Locke then goes on to point out the occasions where God himself anointed or selected the younger to rule over the elder: Isaac, Joseph, David, and Solomon. Furthermore, God himself supplants Saul’s heir Jonathan with David. Interestingly, neither author addresses the God’s diatribe against Monarchy in 1 Samuel 8 where through Samuel, God enumerates the reasons why Israel, and presumably every society should reject the idea of an earthly king. Rather they should accept God as their King and his appointees, and their subordinates as their judges. Why Fuller did not go there is obvious. Why Locke did not is more obscure. First, to speak so bluntly and biblically against monarchical power would probably have landed him in prison, or worse. But, more generally, he believed that as God accepted in freedom of choice in 1 Samuel 9 and 10, so should he.

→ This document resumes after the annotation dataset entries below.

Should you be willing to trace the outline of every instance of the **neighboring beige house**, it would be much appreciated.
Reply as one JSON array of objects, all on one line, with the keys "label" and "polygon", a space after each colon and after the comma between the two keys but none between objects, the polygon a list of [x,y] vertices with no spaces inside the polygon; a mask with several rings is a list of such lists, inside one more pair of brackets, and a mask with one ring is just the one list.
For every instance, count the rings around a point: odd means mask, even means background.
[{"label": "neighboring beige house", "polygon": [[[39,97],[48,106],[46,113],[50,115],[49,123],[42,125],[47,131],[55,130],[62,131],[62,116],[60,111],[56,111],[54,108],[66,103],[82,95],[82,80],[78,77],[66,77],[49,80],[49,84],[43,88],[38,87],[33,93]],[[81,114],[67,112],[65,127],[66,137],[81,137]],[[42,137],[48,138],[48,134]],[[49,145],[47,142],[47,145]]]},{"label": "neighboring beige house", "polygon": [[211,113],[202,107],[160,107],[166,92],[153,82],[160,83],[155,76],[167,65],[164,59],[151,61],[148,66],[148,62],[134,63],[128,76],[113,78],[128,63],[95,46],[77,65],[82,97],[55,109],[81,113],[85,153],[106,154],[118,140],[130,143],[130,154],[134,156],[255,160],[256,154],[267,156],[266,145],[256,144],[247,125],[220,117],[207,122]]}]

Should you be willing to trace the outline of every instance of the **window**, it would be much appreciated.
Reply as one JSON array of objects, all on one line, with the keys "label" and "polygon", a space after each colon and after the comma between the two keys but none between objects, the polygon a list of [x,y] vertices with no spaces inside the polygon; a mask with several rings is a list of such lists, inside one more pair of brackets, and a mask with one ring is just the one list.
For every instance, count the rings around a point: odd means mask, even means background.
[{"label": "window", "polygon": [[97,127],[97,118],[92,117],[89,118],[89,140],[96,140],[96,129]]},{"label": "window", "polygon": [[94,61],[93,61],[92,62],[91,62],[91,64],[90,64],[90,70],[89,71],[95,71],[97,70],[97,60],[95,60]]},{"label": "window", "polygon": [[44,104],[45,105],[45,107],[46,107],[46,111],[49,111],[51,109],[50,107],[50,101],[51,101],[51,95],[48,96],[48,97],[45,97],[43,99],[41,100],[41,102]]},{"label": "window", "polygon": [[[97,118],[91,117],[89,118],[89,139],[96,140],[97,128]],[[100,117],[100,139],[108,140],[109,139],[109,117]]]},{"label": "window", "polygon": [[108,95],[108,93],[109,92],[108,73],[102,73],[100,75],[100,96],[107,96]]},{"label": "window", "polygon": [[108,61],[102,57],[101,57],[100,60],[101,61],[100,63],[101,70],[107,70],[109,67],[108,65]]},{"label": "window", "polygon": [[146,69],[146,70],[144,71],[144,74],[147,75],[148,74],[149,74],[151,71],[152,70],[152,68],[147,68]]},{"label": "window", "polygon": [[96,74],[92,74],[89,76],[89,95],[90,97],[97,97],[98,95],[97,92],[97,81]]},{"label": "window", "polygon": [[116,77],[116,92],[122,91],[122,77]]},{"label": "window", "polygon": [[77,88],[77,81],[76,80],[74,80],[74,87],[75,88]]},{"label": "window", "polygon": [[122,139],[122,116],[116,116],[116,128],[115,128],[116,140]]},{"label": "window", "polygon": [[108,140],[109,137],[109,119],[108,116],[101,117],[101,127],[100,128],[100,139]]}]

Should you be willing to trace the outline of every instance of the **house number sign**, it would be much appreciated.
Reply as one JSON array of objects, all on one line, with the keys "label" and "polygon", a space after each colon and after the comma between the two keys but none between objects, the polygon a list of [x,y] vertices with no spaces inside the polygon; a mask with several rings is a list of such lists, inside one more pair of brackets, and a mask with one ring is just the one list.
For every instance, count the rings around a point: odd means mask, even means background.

This leaves us with what is his Second Treatise. Having debunked hereditary monarchy as a divine institution and the only legitimate form of government to his own satisfaction (and mine) in his First Treatise, he set about discovering what the divine model is. He did this by arguing solely from scripture and logic of the fundamental nature and condition of human kind and the fundamental rights and powers of human kind. He is the first political philosopher not to rely on the writings of pagan philosophers such as Socrates and Plato, nor those who followed in their foot steps such as Aquinas and Hobbes. He developed a uniquely Christian and evangelical perspective on political society. It is from this perspective that for the most part British and in every respect American government is founded and most modern governments of the world have tried to emulate. However, those governments which have tried to imitate evangelical government (founding by constitution at the consent of the people) without being truly culturally evangelical are doomed to perpetual internal conflict between their governmental construction and their religious culture. Imposing “free, democratic” government on a culture which is not founded upon recognizing fundamental liberties is a fools errand; and ignoring fundamental liberties in a free society will inevitably lead to tyranny.